No doubt. Variants matter. Time from last dose is also quite the moving target these days. Not all 2 dose people are the same for example. Some had their last dose a year ago and others had it last week. You just can't call everyone in that group the same anymore. As time moves on it is all becoming more of a blur then a well focused image.

At this stage of the game. That chart MrMatt just reposted above, in my opinion, is most likely a "statistical quirk". I am more concerned about whether I will benefit from another dose then if another dose might harm me, but of course I am keeping my eye on both, just because I obviously have too much time on my hands...and I am a curious guy. I always have more questions then answers. lol

Thanks for the discussion.


----------



## Beaver101

MrMatt said:


> Yes there is.
> View attachment 23083


 ... if the interpretation (aka manipulation) of the above graph is used as "evidence" to indicate that "waning" vaccines are causing infections or further infections, that's because the vaccine hasn't been tweaked fast enough to keep up with variants. And Omicron just so happen to b the latest variant being 10x more infectious than the previous one with the additional ability to evade the vaccine (made specifically for the Delta variant). 

Waning vaccines are not causing the infections. It's walking/talking/moving all around "people" including asymptomatics and previously infecteds are causing further infections aka "sharing/spreading their love of germs" all around.


----------



## OptsyEagle

I should probably add one more chart in case anyone has any hair left on their head that they have not scratched away.
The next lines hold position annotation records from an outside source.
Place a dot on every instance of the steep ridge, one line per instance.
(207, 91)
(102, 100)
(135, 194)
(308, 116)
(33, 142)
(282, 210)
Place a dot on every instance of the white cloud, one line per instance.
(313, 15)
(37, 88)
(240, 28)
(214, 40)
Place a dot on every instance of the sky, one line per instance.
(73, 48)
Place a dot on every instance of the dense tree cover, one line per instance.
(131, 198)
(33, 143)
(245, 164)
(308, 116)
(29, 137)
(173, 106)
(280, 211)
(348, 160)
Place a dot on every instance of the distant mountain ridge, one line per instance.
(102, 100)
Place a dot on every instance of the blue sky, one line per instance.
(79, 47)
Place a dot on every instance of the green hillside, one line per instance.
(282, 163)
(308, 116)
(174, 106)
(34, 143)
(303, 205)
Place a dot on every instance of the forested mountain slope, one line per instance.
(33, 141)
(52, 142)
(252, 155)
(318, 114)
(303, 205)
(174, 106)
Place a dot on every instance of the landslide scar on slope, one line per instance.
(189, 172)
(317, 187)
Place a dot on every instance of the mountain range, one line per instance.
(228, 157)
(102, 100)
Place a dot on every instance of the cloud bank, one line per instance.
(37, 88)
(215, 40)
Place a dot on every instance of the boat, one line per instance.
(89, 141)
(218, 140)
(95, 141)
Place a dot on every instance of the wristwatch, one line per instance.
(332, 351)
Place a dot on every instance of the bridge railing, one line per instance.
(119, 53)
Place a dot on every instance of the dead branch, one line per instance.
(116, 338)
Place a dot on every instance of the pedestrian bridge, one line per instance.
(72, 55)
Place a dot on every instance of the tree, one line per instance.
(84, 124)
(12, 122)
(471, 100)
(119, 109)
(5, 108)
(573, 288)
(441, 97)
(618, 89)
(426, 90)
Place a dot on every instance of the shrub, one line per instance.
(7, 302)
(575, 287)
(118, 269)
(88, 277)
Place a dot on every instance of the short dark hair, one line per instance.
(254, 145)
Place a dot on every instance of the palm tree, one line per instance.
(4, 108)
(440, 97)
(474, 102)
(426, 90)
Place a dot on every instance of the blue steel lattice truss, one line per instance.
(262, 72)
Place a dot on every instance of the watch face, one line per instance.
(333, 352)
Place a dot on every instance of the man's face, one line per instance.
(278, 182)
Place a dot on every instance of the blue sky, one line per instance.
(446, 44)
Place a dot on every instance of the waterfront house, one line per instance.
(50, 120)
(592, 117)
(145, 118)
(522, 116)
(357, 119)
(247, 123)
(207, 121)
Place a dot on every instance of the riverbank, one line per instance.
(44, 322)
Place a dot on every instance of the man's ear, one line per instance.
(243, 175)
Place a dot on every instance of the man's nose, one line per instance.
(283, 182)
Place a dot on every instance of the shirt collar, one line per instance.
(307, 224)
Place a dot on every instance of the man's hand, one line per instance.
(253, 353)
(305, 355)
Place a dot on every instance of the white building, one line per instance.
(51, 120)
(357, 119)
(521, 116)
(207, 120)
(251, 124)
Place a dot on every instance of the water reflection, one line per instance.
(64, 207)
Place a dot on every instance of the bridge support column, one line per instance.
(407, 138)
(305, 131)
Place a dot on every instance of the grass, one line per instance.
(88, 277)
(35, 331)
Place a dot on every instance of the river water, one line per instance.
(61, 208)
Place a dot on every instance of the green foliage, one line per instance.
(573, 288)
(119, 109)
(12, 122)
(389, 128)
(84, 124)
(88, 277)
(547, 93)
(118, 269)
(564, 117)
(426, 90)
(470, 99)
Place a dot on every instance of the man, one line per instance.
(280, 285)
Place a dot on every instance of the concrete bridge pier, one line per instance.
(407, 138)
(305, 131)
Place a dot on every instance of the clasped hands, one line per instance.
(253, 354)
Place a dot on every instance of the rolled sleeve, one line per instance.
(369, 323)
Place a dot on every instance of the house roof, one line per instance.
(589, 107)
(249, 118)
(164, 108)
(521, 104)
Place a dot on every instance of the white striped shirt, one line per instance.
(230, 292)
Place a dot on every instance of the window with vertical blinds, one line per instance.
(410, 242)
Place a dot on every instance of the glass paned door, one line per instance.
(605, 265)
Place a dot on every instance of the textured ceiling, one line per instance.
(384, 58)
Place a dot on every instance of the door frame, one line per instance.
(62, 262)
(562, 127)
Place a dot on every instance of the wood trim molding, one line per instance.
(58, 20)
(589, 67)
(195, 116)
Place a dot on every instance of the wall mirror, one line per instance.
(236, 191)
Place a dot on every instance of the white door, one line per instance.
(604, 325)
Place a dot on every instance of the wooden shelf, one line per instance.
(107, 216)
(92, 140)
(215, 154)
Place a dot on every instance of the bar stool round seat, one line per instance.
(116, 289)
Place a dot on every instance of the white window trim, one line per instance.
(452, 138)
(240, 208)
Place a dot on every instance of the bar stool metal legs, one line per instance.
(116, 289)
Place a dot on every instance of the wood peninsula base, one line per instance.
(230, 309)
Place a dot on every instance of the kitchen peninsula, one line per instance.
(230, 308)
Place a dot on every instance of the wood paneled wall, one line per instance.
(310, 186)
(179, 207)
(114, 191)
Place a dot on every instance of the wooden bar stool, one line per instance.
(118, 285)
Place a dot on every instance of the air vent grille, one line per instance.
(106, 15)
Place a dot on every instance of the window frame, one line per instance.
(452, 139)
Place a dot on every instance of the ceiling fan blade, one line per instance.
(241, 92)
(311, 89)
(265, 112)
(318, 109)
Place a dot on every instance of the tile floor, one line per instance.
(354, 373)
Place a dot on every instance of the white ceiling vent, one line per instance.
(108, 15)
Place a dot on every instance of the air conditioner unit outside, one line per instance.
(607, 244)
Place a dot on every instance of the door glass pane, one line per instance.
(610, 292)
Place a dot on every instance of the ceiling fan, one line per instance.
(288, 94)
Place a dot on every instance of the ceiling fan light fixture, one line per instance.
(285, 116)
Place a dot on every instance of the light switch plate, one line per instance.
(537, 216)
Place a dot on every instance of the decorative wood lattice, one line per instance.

I mentioned in my response to Birder that the chart he posted has changed on March 17th to illustrate 3 dose, 2 dose and no dose. Before that, Ontario showed the rate of infections for 2 dose, 1 dose and no doses. This is a 90 day look up to around February 24th, 2022. I saved this graph, because as I said, I have been watching this, and that is how I am able to post it today. Keep in mind that in this chart Ontario combines both 2 dose and 3 dose citizens and just calls them the fully vaccinated group.

What you see here is that full vaccination showed a clear benefit in protecting us from infection right up until around Christmas. Then the unvaccinated seem to be getting infected a lot less then the vaccinated. Then the infections associated with full vaccination started to improve, showing positive efficacy again around the end of January and then started dropping off again, to a negative efficacy level that we are seeing today. All this is posted from Ontario.










Is this a quirk? Maybe. It is certainly a smooth quirk for something that is supposed to be coming from noisy results. Did the unvaccinated decide to protect themselves more then the vaccinated did, around Christmas, then become reckless again after, and then start protecting themselves more in March. Unlikely. It certainly is a lot of quirks if that is to explain it. Is it the variant? Both groups are being exposed to the same variant. Is it possible that we get a lot of protection, in the early days after vaccination and then it wanes to something less then the unvaccinated have later, UNLESS we redose, like we started doing around and after Christmas. Then the protection from infection comes back but again for a shorter and shorter amount of time, before it wanes back to something worse then we started with? That's kind of what it looks like is happening. Anyway, some interesting things to ponder. That is pretty much all I have on the matter.


----------



## bgc_fan

OptsyEagle said:


> Did the unvaccinated decide to protect themselves more then the vaccinated did, around Christmas, then become reckless again after, and then start protecting themselves more in March. Unlikely. It certainly is a lot of quirks if that is to explain it. Is it the variant?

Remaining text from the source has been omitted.